The third adventure in Adventure Quarterly, Issue 5 is Paradox and it’s for 18th Level characters. It’s very combat intensive and it is designed to be a Campaign Ending Event. I’m really not a fan of some random adventure being the way a campaign ends. Something like that should really be cooked up by the DM to tie up loose ends and provide closure. Instead this adventure hits on all sorts of things that tend to be red flags, warning a DM and player that there is a bad adventure ahoy. It has time travel (which tends to do far more harm than good to a game unless you are playing a game specifically about time travel), a magical McGuffin that threatens all of reality, a really work story hook that sort of railroads the players into the adventure even if they don’t find it interesting, and monsters that seem to be thrown in simply for the sake of combat than any real story cohesion. It’s a pretty weak adventure in all respects, but then, writing any adventure for characters of this level is a pretty daunting task. So while *I* found this to be very lackluster and trite with robotic lions armed with chainguns and the like, I’m sure someone will get a kick out of this.

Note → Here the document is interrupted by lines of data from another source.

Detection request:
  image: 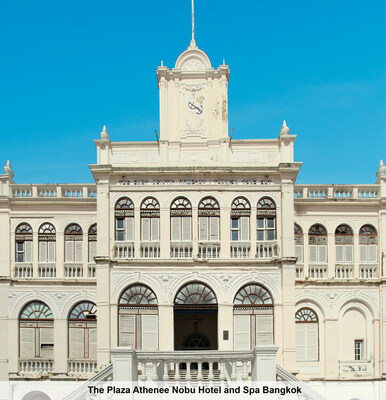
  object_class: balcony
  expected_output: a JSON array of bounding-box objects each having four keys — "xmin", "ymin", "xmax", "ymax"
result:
[
  {"xmin": 198, "ymin": 242, "xmax": 221, "ymax": 260},
  {"xmin": 170, "ymin": 242, "xmax": 193, "ymax": 258},
  {"xmin": 231, "ymin": 242, "xmax": 251, "ymax": 258},
  {"xmin": 256, "ymin": 240, "xmax": 278, "ymax": 259}
]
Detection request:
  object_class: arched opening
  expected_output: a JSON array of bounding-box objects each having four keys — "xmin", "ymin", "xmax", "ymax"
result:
[{"xmin": 174, "ymin": 282, "xmax": 218, "ymax": 350}]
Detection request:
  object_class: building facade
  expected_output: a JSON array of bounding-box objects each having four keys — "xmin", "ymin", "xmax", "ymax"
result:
[{"xmin": 0, "ymin": 40, "xmax": 386, "ymax": 388}]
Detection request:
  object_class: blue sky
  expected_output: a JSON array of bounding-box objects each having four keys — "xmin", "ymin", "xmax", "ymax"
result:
[{"xmin": 0, "ymin": 0, "xmax": 386, "ymax": 183}]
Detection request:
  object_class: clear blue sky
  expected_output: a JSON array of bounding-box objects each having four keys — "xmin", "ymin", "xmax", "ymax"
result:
[{"xmin": 0, "ymin": 0, "xmax": 386, "ymax": 183}]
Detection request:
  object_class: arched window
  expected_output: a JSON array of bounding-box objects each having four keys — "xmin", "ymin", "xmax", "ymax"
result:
[
  {"xmin": 294, "ymin": 224, "xmax": 304, "ymax": 264},
  {"xmin": 19, "ymin": 301, "xmax": 54, "ymax": 360},
  {"xmin": 233, "ymin": 283, "xmax": 273, "ymax": 350},
  {"xmin": 115, "ymin": 197, "xmax": 134, "ymax": 242},
  {"xmin": 257, "ymin": 197, "xmax": 276, "ymax": 241},
  {"xmin": 198, "ymin": 197, "xmax": 220, "ymax": 242},
  {"xmin": 118, "ymin": 283, "xmax": 158, "ymax": 350},
  {"xmin": 359, "ymin": 225, "xmax": 378, "ymax": 263},
  {"xmin": 15, "ymin": 223, "xmax": 32, "ymax": 262},
  {"xmin": 64, "ymin": 224, "xmax": 83, "ymax": 262},
  {"xmin": 141, "ymin": 197, "xmax": 160, "ymax": 242},
  {"xmin": 335, "ymin": 225, "xmax": 354, "ymax": 263},
  {"xmin": 88, "ymin": 224, "xmax": 97, "ymax": 263},
  {"xmin": 308, "ymin": 224, "xmax": 327, "ymax": 263},
  {"xmin": 295, "ymin": 307, "xmax": 319, "ymax": 361},
  {"xmin": 170, "ymin": 197, "xmax": 192, "ymax": 242},
  {"xmin": 231, "ymin": 197, "xmax": 251, "ymax": 241},
  {"xmin": 39, "ymin": 222, "xmax": 56, "ymax": 262},
  {"xmin": 68, "ymin": 301, "xmax": 97, "ymax": 361}
]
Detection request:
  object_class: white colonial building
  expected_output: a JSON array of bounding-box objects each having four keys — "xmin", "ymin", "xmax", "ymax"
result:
[{"xmin": 0, "ymin": 24, "xmax": 386, "ymax": 394}]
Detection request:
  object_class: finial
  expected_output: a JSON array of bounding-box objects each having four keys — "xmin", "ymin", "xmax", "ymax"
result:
[
  {"xmin": 101, "ymin": 125, "xmax": 110, "ymax": 140},
  {"xmin": 280, "ymin": 121, "xmax": 289, "ymax": 136}
]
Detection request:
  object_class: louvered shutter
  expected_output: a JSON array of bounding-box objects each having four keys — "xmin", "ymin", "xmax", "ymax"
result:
[
  {"xmin": 40, "ymin": 327, "xmax": 54, "ymax": 358},
  {"xmin": 88, "ymin": 241, "xmax": 96, "ymax": 263},
  {"xmin": 309, "ymin": 245, "xmax": 318, "ymax": 262},
  {"xmin": 125, "ymin": 217, "xmax": 134, "ymax": 242},
  {"xmin": 119, "ymin": 314, "xmax": 135, "ymax": 349},
  {"xmin": 345, "ymin": 245, "xmax": 354, "ymax": 262},
  {"xmin": 335, "ymin": 245, "xmax": 344, "ymax": 262},
  {"xmin": 39, "ymin": 241, "xmax": 48, "ymax": 262},
  {"xmin": 151, "ymin": 218, "xmax": 159, "ymax": 242},
  {"xmin": 141, "ymin": 218, "xmax": 150, "ymax": 242},
  {"xmin": 69, "ymin": 327, "xmax": 85, "ymax": 359},
  {"xmin": 295, "ymin": 245, "xmax": 303, "ymax": 264},
  {"xmin": 306, "ymin": 323, "xmax": 319, "ymax": 361},
  {"xmin": 368, "ymin": 245, "xmax": 377, "ymax": 262},
  {"xmin": 209, "ymin": 217, "xmax": 220, "ymax": 242},
  {"xmin": 65, "ymin": 240, "xmax": 75, "ymax": 262},
  {"xmin": 24, "ymin": 240, "xmax": 32, "ymax": 262},
  {"xmin": 240, "ymin": 217, "xmax": 249, "ymax": 241},
  {"xmin": 171, "ymin": 217, "xmax": 181, "ymax": 241},
  {"xmin": 20, "ymin": 328, "xmax": 36, "ymax": 358},
  {"xmin": 48, "ymin": 242, "xmax": 56, "ymax": 262},
  {"xmin": 142, "ymin": 315, "xmax": 158, "ymax": 350},
  {"xmin": 198, "ymin": 217, "xmax": 208, "ymax": 240},
  {"xmin": 359, "ymin": 244, "xmax": 367, "ymax": 262},
  {"xmin": 233, "ymin": 315, "xmax": 251, "ymax": 350},
  {"xmin": 256, "ymin": 315, "xmax": 273, "ymax": 344},
  {"xmin": 75, "ymin": 240, "xmax": 82, "ymax": 262},
  {"xmin": 182, "ymin": 217, "xmax": 192, "ymax": 242},
  {"xmin": 295, "ymin": 323, "xmax": 307, "ymax": 361},
  {"xmin": 88, "ymin": 328, "xmax": 97, "ymax": 360},
  {"xmin": 318, "ymin": 245, "xmax": 327, "ymax": 263}
]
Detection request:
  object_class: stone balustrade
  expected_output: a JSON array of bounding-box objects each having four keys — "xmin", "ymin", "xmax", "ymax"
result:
[
  {"xmin": 10, "ymin": 184, "xmax": 97, "ymax": 199},
  {"xmin": 294, "ymin": 184, "xmax": 380, "ymax": 200}
]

Unfortunately I’m the one reviewing it and this adventure was supersaturated with all of my personal Pathfinder pet peeves. How is that for alliteration?

Our fourth and final adventure is actually a short encounter segment entitled, Sleep, Interrupted. This is a fun really short piece that can be inserted into any adventure, published or homebrew, and it happens when the PCs are settling down for a much needed sleep. It’s a spooky little piece involving ghost orcs who died in the cavern the PCs are resting in. Sleep, Interrupted is nothing fancy but it’s a good battle and potentially provides some fine treasure. The encounter is scalable between CR 6 and 9 and so there is some flexibility to be had. Nice job for a short piece.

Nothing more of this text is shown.